Speculation has for weeks hung over Horne that he is the holder of a valid United States passport, rendering him ineligible for membership in the Senate. Only Commonwealth dual citizenship is allowed for holders of seats in Jamaica’s bicameral Parliament.
“For either of them to continue to fail to act would be a dereliction of their own constitutional duties,” said Dabdoub in a letter to the editor published in today’s Gleaner.
Horne, who has declined to clarify his citizenship status, is at the centre of a controversy dogging the PNP after indicating in October that he would defer the Senate appointment by then Opposition Leader Dr Peter Phillips weeks before Phillips relinquished that position to Mark Golding who defeated Lisa Hanna in an internal election.
But Golding’s hands might be tied because he cannot unilaterally remove Horne from the Senate.

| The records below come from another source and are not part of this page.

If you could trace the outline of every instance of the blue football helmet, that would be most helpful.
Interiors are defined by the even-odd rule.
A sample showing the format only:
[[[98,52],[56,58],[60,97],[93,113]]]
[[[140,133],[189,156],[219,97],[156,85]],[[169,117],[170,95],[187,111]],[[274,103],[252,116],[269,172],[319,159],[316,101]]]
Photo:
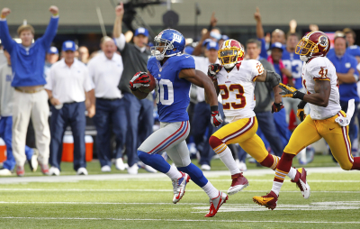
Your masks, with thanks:
[[[172,57],[183,53],[185,47],[185,39],[180,32],[167,29],[162,31],[155,37],[155,46],[151,47],[151,54],[158,60],[162,60],[165,57]],[[161,46],[160,46],[161,43]],[[163,48],[160,52],[158,49]],[[176,49],[174,50],[174,49]]]

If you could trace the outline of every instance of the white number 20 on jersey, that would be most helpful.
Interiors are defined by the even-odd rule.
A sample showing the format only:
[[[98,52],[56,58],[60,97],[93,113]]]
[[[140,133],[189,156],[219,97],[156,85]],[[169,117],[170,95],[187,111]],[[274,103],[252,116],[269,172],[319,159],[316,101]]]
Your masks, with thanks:
[[[172,105],[174,103],[174,87],[173,82],[169,79],[157,80],[157,104],[161,102],[162,105]]]

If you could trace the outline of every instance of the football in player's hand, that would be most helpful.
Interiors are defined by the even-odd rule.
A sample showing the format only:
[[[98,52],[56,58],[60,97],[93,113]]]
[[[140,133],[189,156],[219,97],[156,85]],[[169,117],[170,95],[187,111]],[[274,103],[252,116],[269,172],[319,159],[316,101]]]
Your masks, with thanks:
[[[154,77],[149,72],[148,73],[148,77],[150,79],[150,82],[148,82],[148,87],[140,87],[140,91],[145,92],[145,93],[150,93],[155,88]]]

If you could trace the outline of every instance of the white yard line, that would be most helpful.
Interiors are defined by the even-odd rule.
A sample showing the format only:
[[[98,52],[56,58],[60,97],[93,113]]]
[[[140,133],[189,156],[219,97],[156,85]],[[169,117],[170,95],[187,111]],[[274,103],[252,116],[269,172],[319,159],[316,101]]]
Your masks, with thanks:
[[[357,171],[345,171],[338,167],[323,167],[323,168],[309,168],[306,169],[308,174],[312,173],[352,173]],[[31,174],[31,173],[29,173]],[[230,171],[204,171],[203,174],[207,178],[219,178],[220,176],[230,176]],[[272,169],[249,169],[244,172],[244,176],[263,176],[266,174],[274,175],[274,172]],[[130,174],[100,174],[100,175],[89,175],[89,176],[42,176],[42,177],[11,177],[11,178],[0,178],[0,184],[14,184],[14,183],[29,183],[29,182],[76,182],[80,180],[123,180],[130,179],[140,181],[148,179],[168,179],[165,174],[162,173],[140,173],[138,175]],[[141,180],[143,179],[143,180]]]
[[[173,189],[82,189],[82,188],[0,188],[0,192],[5,191],[40,191],[40,192],[173,192]],[[221,190],[226,192],[226,190]],[[241,192],[266,192],[268,190],[242,190]],[[203,192],[202,189],[189,190],[186,189],[186,192]],[[299,192],[296,191],[282,191],[284,192]],[[311,191],[311,193],[360,193],[360,191]]]
[[[131,218],[72,218],[72,217],[0,217],[0,219],[33,220],[113,220],[113,221],[165,221],[165,222],[210,222],[210,223],[283,223],[283,224],[358,224],[360,222],[336,221],[281,221],[281,220],[212,220],[212,219],[131,219]]]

Meanwhile, leader of opposition business in the House of Representatives, Anthony Hylton, said that discussions were taking place at the “appropriate level” to resolve the Senate stalemate.

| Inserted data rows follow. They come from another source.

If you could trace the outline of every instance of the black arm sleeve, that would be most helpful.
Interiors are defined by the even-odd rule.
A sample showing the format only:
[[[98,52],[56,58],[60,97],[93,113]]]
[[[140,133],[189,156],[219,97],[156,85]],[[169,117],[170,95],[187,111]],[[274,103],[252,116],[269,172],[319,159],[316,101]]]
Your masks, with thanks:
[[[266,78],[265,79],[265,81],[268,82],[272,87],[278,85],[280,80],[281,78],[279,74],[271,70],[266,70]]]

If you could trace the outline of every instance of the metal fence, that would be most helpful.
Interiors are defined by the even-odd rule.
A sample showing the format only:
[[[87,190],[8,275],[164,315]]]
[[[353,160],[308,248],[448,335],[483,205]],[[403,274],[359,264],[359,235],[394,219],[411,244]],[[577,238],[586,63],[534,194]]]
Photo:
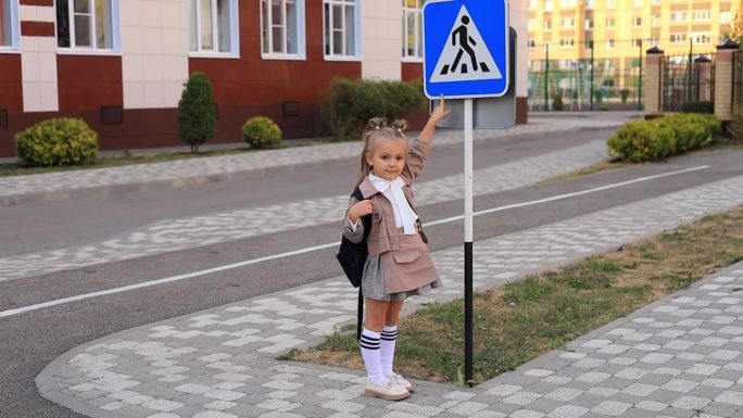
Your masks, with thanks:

“I believe cooler heads will prevail,” he told The Gleaner on Tuesday.
St Catherine North West Member of Parliament Hugh Graham said he was struggling to understand why Horne had taken this posture.

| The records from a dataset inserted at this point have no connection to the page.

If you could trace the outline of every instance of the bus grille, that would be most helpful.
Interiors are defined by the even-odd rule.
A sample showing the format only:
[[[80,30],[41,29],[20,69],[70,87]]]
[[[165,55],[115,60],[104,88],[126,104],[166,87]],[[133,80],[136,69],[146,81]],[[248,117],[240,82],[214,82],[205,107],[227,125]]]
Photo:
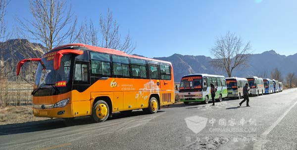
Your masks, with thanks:
[[[162,94],[162,102],[167,103],[171,102],[171,93]]]
[[[195,97],[195,95],[185,95],[184,96],[189,97]]]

“Whilst we are involved in all these kinds of squabble, Rome is burning, and we really need to get our act together so that we can represent the people in the way that we should,” Graham said in a Gleaner interview.
“I think that former senator Norman Horne should do the right because he did not take up the position,” the first-time MP declared.
Asked to comment on the Senate saga bedevilling the PNP, the state minister of information, Robert Morgan, quipped: “Cockroach nuh business in a fowl fight.”
He told journalists during a post-Cabinet press briefing on Wednesday that the Government was focused on managing the country and would “not necessarily have an interest in the issues of a political organisation”.
A statement issued by the PNP on Tuesday said that Golding had impressed on Horne the urgency of the matter and the significance of the orderly running of the Senate. The Senate vacancy means that the Opposition is one seat short to prevent the Government from getting close to a two-thirds majority - important muscle to force through legislation.
The Senate consists of eight opposition and 13 government places.
Golding pointed to two options available to Horne: that he dispatch his letter of resignation to the governor general or that he indicate that he intends to take the oath of office and be sworn in as senator.
The PNP said that if Horne chooses to be sworn in, he should provide evidence that he had renounced his United States citizenship prior to his appointment to the Senate in order to clarify his eligibility.